چكيده به لاتين
In 2019, COVID-19, a disease common to humans and animals, emerged in China. The virus rapidly spread to the extent that it became a global health challenge. Consequently, the production and development of COVID-19 vaccines became a top priority worldwide. The first COVID-19 vaccine was manufactured in late 2020, and widespread vaccination played a crucial role in reducing the spread of the COVID-19 virus globally. Considering the benefits of vaccination, some vaccines may have side effects, which, depending on various factors, can pose challenges for individuals with different medical conditions.
This study investigates the side effects of Moderna, Johnson & Johnson, and Pfizer vaccines using data from the adverse event reporting system supervised by the U.S. Food and Drug Administration. The data were categorized into severe, mild to moderate, and undetermined side effects based on information published by the World Health Organization and the Food and Drug Administration.

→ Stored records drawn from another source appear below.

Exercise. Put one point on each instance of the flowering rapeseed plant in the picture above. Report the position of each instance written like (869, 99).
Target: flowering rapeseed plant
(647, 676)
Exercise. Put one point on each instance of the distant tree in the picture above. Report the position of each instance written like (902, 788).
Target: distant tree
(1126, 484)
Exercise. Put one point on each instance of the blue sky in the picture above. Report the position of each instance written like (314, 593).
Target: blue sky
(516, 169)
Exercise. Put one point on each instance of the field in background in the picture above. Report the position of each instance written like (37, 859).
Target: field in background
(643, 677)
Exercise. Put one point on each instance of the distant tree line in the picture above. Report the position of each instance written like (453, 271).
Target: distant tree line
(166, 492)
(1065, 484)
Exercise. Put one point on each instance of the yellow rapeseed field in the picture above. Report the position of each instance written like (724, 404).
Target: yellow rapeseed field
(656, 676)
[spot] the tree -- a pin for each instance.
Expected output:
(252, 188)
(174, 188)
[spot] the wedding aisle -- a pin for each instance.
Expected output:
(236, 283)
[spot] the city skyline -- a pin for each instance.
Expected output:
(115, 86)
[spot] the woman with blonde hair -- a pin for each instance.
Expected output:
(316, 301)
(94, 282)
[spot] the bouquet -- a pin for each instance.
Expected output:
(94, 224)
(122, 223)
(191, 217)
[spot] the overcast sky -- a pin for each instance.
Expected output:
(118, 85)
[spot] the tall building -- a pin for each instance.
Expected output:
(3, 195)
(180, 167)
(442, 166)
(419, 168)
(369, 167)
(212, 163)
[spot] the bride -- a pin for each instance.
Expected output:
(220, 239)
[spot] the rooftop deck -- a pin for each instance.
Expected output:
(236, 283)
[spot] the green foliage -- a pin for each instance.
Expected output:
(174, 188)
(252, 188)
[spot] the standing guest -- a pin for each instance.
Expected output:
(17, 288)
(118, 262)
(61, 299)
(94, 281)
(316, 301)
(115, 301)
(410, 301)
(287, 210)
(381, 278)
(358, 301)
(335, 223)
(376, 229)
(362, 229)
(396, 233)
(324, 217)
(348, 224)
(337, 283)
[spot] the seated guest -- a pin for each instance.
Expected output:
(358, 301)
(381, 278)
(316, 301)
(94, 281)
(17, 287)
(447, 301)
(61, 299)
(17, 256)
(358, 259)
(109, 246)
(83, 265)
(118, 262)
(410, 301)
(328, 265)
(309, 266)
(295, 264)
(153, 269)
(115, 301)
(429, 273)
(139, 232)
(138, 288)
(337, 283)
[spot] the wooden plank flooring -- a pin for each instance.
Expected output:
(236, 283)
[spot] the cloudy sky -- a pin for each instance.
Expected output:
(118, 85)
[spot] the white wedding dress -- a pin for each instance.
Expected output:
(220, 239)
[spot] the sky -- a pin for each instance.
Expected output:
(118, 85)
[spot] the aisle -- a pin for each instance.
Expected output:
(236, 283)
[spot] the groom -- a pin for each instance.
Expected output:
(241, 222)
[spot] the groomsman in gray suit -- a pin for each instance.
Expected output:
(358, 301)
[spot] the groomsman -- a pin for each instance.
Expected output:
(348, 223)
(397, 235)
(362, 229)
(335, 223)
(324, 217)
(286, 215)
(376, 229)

Statistical analyses revealed that adults and elderly individuals experienced the highest rates of severe and mild to moderate side effects. In this research, 70.3% of women and 29.7% of men received vaccination. Due to the imbalanced nature of the data, data balancing techniques such as SMOTE were employed. Two types of predictions were performed in this study: predicting side effects and predicting vaccine ineffectiveness. Classification models were used for both predictions.

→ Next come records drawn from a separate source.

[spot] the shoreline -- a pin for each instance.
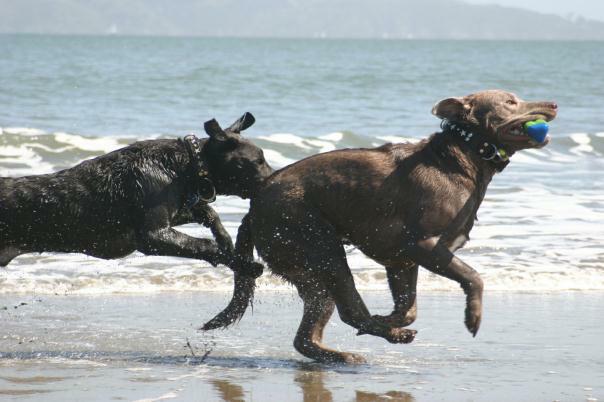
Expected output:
(134, 347)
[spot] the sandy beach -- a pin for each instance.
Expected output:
(531, 347)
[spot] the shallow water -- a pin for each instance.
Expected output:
(531, 346)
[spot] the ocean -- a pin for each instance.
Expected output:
(538, 242)
(66, 99)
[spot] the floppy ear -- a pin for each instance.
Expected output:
(243, 123)
(453, 109)
(214, 130)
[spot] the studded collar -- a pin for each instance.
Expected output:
(487, 151)
(199, 179)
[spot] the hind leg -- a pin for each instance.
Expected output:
(319, 251)
(318, 308)
(402, 280)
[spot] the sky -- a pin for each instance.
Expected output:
(591, 9)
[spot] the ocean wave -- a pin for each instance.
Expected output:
(33, 151)
(540, 226)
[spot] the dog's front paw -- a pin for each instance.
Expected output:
(473, 316)
(400, 335)
(395, 319)
(247, 268)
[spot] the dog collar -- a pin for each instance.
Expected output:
(204, 189)
(485, 149)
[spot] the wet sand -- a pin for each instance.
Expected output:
(531, 347)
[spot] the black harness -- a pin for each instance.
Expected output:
(485, 149)
(198, 176)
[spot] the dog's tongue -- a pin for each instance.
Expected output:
(536, 129)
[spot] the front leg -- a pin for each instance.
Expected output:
(156, 237)
(437, 258)
(205, 215)
(169, 242)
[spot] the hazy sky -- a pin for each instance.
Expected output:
(593, 9)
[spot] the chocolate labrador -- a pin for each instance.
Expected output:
(402, 205)
(130, 199)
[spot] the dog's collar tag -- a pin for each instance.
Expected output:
(203, 189)
(486, 150)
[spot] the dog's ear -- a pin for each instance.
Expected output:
(454, 109)
(214, 130)
(242, 123)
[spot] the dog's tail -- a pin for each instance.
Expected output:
(243, 296)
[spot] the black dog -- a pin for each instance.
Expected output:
(130, 199)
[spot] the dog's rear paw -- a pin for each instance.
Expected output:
(473, 316)
(401, 335)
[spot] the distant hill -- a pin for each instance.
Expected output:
(291, 18)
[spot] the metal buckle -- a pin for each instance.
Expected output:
(492, 155)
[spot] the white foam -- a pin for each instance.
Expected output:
(25, 131)
(395, 139)
(101, 144)
(333, 137)
(277, 159)
(286, 138)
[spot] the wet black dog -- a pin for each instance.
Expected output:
(130, 199)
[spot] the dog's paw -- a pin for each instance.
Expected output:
(401, 335)
(473, 316)
(247, 268)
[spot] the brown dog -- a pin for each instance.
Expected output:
(403, 205)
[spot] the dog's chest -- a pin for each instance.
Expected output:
(458, 242)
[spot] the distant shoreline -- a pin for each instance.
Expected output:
(294, 38)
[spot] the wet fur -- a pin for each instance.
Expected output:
(128, 200)
(403, 205)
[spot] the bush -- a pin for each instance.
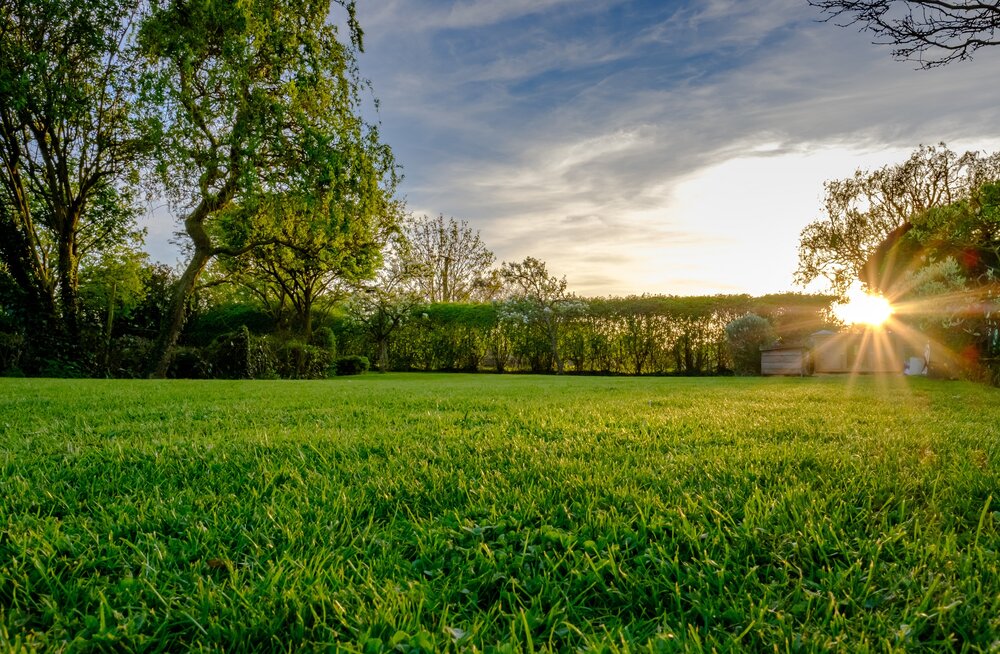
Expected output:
(297, 360)
(11, 347)
(239, 355)
(189, 363)
(224, 320)
(129, 356)
(352, 365)
(746, 335)
(323, 337)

In predicting side effects, initially, a 3-class model was implemented, but due to its complexity, a 2-class model distinguishing between severe and mild to moderate side effects is presented. The models used in this research include light gradient boosting, random forest, and logistic regression. According to the results, the light gradient boosting model outperformed the other two models with an accuracy of 76.0%. Therefore, individuals intending to receive the vaccine have a 76% chance of being alerted about the possibility of experiencing side effects. The second prediction, predicting vaccine ineffectiveness, was executed using extreme gradient boosting, random forest, and light gradient boosting models. The random forest model achieved the highest performance with an accuracy of 98.0%. To achieve better results and higher model performance in both predictions, a random search method was used to determine hyperparameters. All models were implemented using the Python programming language and machine learning libraries on the training and test datasets.